Tuesday, September 25, 2007

54; Greatness

Part of me wishes I'd not read the Don Quixote. The fantastic book by Cervantes, which is now one of my favorites, is thought by many list making types to be the best novel in the world. And that's a lot of pressure for a book to have, but I think it's not far from the mark. Many authors have admired it, as well as artists and other folk, you know, real people, have found inspiration in it. I'm not sure if it's the best novel ever, but it may be.

That's why I had to read it. There are conflicting notions on what we should do about the good things in life. One says you should pile it up for the end, save it, savor it. This is the voice in my head that makes me neurotically eat yogurt with fruit on the bottom without mixing it up, waiting and patiently eating my way down to the syrupy strawberries. The whole notion of retirement and retirement funds are based on this sort of reasoning.

The other kind of reasoning, and the kind that won out in my Quixote decision-making process, is that life's too short and who knows when it's going to end. Perhaps I'd not have been lucky enough to make it to this time and date, and if so I'd have died without reading what might have been the best novel on Earth. How sad would that be? If we get to choose our experiences then I, for one, want a plethora of great ones. And so we need to grasp and expose ourselves to greatness whenever we can.

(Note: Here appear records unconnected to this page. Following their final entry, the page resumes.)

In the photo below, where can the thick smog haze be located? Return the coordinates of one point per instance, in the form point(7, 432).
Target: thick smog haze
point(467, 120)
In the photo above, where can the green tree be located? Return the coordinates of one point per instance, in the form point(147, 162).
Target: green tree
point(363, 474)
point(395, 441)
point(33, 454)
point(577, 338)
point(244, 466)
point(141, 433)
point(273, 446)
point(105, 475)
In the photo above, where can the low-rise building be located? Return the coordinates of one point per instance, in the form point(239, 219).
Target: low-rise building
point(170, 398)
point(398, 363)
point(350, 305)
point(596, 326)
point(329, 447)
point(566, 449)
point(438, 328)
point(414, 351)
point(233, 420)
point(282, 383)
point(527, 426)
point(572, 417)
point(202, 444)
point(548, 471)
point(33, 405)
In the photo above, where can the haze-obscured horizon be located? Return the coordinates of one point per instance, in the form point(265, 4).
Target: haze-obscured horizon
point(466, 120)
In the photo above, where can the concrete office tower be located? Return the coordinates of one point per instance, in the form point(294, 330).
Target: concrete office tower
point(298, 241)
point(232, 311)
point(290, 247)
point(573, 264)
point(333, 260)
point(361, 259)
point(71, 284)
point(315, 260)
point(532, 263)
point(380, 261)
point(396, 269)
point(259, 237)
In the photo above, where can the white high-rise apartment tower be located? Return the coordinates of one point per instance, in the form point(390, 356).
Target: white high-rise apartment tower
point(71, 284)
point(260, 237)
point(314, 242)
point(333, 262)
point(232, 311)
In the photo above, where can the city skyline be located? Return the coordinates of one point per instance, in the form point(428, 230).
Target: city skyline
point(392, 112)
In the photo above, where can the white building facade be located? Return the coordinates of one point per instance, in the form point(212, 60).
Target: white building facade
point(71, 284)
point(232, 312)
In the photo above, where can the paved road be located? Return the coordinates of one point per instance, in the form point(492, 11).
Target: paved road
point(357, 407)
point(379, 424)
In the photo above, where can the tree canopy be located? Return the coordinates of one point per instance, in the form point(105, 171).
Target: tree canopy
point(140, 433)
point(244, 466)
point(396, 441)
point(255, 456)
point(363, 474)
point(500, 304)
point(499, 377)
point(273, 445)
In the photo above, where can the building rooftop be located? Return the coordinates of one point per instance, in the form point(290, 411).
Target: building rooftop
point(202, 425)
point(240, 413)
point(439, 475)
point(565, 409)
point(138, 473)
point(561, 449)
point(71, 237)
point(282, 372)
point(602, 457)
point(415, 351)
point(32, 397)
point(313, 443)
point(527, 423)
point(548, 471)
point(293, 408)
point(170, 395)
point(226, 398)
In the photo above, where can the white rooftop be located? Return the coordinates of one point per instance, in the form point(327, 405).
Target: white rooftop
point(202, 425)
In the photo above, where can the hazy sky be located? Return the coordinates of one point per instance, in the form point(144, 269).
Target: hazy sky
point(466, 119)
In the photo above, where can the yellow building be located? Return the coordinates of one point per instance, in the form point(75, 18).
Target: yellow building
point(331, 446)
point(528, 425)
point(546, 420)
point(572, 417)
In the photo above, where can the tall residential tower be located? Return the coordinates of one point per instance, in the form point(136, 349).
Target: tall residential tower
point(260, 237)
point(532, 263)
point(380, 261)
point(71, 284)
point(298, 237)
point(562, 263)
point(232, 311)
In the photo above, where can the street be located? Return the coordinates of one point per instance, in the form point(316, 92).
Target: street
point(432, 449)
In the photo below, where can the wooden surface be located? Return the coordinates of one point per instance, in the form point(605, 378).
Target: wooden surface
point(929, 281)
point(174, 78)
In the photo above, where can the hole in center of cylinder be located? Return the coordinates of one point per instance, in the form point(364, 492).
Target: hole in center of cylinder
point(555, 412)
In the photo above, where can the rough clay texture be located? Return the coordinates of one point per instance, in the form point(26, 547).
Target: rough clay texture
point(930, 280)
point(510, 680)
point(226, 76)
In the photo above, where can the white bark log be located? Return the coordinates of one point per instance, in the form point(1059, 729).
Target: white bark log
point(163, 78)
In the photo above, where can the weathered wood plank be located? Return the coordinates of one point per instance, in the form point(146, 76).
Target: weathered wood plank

Cut to last night. I've decided, based on criticisms and the pointing out of gaping holes in my personal '100 best movies' list, to get a movie education. Of course it's self taught, just like my quest to read the great books of the world. The time it takes to watch a great movie is, notably, far less than to read a great book. When I feel the need for some great culture quick there is now a new way for me to get it.

And so I finally watched Citizen Kane. Right off the bat: it's no Don Quixote. But it is a very very good film. Orson Welles' acting is superb, possibly the best I've seen yet. Some of the conematography is magnificent, some is, well, a bit dated. All in all I have to reccomend it as a solid, well-done movie that reels you in, and, of course, is all the more fun for having practically invented the noir.

From this point on, however, the quest is going to be fundamentally different. Once you've seen or read or heard the best the new challenge is to see if it can be topped. Is there something better? Is this, as Jack Nicholson said, as good as it gets? And with that query comes a fear, a tangible dread: Is it all downhill from here? Will I never watch a movie greater than that, read a book better than that, have a lover who was better than that? Dearly we hope not, we hope that life gets continually better. Automatically our minds switch from the drive to do things because of the lack of time we have to do them, to the realization that there may be more time than we think. Maybe we won't get hit by a truck, and, boy oh boy, what are we going to do now with the next 60 years?

What we do now is up to us. Some will raise a family, others will travel the world. Still others may do both. I'm 21 and holding, and though I've not made my mind up yet what to do next there's nothing to do but look forward to it.

1 comment:

Ross said...

Just because film critics have decided it's the greatest doesn't mean you will feel the same way. And it also doesn't mean it will end up being one of your favorites. I think people keep looking forward to seeing films (you know, in addition to wanting to see something fun, beautiful, or thought-provoking) is because there is always the chance you'll unexpectedly fall in love with one of them.